LangChain has undergone a significant architectural shift from imperative Chain classes to declarative LCEL pipelines. Understanding both is important because legacy chains still exist in many codebases.

flowchart TB
    subgraph Legacy["Legacy Chains (Pre-LCEL)"]
        LC[LLMChain]
        SC[SequentialChain]
        RQA[RetrievalQA]
        CRC[ConversationalRetrievalChain]
    end

    subgraph Modern["Modern LCEL Chains"]
        RS[RunnableSequence]
        RP[RunnableParallel]
        RB[RunnableBranch]
        RWF[RunnableWithFallbacks]
    end

    Legacy -->|"migration path"| Modern

    classDef legacy fill:#ffebee,stroke:#c62828
    classDef modern fill:#e8f5e9,stroke:#1b5e20

    class LC,SC,RQA,CRC legacy
    class RS,RP,RB,RWF modern

Legacy Chain Architecture

The legacy Chain class is an abstract base class with a rigid interface:

class Chain(RunnableSerializable):
    """Legacy base class for chains."""

    memory: Optional[BaseMemory] = None
    verbose: bool = False
    callbacks: Optional[Callbacks] = None

    @property
    @abstractmethod
    def input_keys(self) -> List[str]:
        """Keys that this chain expects in input dict."""

    @property
    @abstractmethod
    def output_keys(self) -> List[str]:
        """Keys that this chain produces in output dict."""

    @abstractmethod
    def _call(self, inputs: Dict[str, Any], run_manager=None) -> Dict[str, Any]:
        """Core logic of the chain."""

    def invoke(self, input: Dict[str, Any], config=None) -> Dict[str, Any]:
        """Runnable-compatible invoke.

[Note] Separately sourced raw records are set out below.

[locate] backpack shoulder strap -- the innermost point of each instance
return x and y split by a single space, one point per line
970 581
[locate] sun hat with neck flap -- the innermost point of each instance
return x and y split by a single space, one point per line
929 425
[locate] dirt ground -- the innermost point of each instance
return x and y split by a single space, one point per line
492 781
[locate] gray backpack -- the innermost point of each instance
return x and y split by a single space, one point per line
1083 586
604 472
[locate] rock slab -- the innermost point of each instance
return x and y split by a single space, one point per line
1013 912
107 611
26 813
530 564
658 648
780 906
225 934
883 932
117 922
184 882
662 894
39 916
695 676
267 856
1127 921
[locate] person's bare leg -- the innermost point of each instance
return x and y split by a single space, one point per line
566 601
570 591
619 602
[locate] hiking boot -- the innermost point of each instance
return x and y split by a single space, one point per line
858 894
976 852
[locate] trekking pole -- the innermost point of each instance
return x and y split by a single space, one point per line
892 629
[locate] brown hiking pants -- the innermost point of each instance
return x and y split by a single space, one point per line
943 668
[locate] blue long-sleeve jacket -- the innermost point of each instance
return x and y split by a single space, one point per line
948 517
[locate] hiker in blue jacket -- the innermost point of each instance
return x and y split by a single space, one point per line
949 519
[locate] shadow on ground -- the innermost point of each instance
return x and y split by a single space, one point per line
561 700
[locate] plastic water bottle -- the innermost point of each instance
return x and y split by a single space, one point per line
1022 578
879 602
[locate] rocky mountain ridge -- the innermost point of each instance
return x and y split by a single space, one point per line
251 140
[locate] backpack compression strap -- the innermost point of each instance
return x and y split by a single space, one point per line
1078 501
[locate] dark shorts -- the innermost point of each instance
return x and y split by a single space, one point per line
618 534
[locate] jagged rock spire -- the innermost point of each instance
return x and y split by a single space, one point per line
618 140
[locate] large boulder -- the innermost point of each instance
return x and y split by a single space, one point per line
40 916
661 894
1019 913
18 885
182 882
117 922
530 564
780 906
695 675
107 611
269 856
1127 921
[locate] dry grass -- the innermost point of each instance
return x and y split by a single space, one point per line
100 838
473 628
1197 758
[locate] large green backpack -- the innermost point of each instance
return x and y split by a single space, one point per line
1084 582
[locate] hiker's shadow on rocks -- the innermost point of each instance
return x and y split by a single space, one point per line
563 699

Wraps _call with callbacks."""
        # 1. Validate inputs against input_keys
        # 2. Load memory variables
        # 3. Fire on_chain_start
        # 4. Call self._call(inputs)
        # 5. Save to memory
        # 6. Fire on_chain_end
        # 7. Return outputs

The problem with legacy chains is their rigidity: they require dictionaries with specific keys, they bundle memory management into the chain itself, and they cannot be easily composed with the pipe operator.

Legacy Chain Example: LLMChain

# Legacy approach -- still works but not recommended
from langchain.chains import LLMChain
from langchain_core.prompts import PromptTemplate
from langchain_openai import ChatOpenAI

chain = LLMChain(
    llm=ChatOpenAI(),
    prompt=PromptTemplate.from_template("Tell me about {topic}"),
    output_key="answer"
)

result = chain.invoke({"topic": "Python"})
# result == {"topic": "Python", "answer": "Python is...", "text": "Python is..."}

LCEL Equivalent

# Modern LCEL approach
from langchain_core.prompts import ChatPromptTemplate
from langchain_core.output_parsers import StrOutputParser
from langchain_openai import ChatOpenAI

chain = (
    ChatPromptTemplate.from_template("Tell me about {topic}")
    | ChatOpenAI()
    | StrOutputParser()
)

result = chain.invoke({"topic": "Python"})
# result == "Python is..."

Comparison Table

Feature	Legacy Chain	LCEL
Composition	Nested constructors	Pipe operator (`\|`)
Input/Output	Dict with fixed keys	Any type flows through
Streaming	Limited or absent	First-class support
Async	Separate `_acall` method	Automatic from `ainvoke`
Memory	Built into the chain	External, managed by LangGraph
Serialization	Custom logic	Automatic via `RunnableSerializable`
Type inference	None	Input/output schemas auto-generated
Visualization	Manual	`get_graph()` method

RunnableBranch: Conditional Routing

RunnableBranch implements conditional routing, directing input to different Runnables based on predicate functions:

from langchain_core.runnables import RunnableBranch

# Route based on the input
branch = RunnableBranch(
    # (condition, runnable) pairs -- checked in order
    (lambda x: "code" in x["topic"].lower(), code_chain),
    (lambda x: "math" in x["topic"].lower(), math_chain),
    # Default -- used if no condition matches
    general_chain
)

result = branch.invoke({"topic": "Python code patterns"})
# Routes to code_chain because "code" is in the topic

flowchart TD
    Input[Input] --> C1{Contains 'code'?}
    C1 -->|Yes| CC[code_chain]
    C1 -->|No| C2{Contains 'math'?}
    C2 -->|Yes| MC[math_chain]
    C2 -->|No| GC[general_chain]
    CC --> Output[Output]
    MC --> Output
    GC --> Output

    classDef decision fill:#fff3e0,stroke:#e65100
    classDef chain fill:#e1f5fe,stroke:#01579b
    classDef io fill:#e8f5e9,stroke:#1b5e20

    class C1,C2 decision
    class CC,MC,GC chain
    class Input,Output io

Internally, RunnableBranch evaluates each condition sequentially:

class RunnableBranch(RunnableSerializable[Input, Output]):
    branches: List[Tuple[Runnable[Input, bool], Runnable[Input, Output]]]
    default: Runnable[Input, Output]

    def invoke(self, input: Input, config=None) -> Output:
        for condition, branch in self.branches:
            if condition.invoke(input, config):
                return branch.invoke(input, config)
        return self.default.invoke(input, config)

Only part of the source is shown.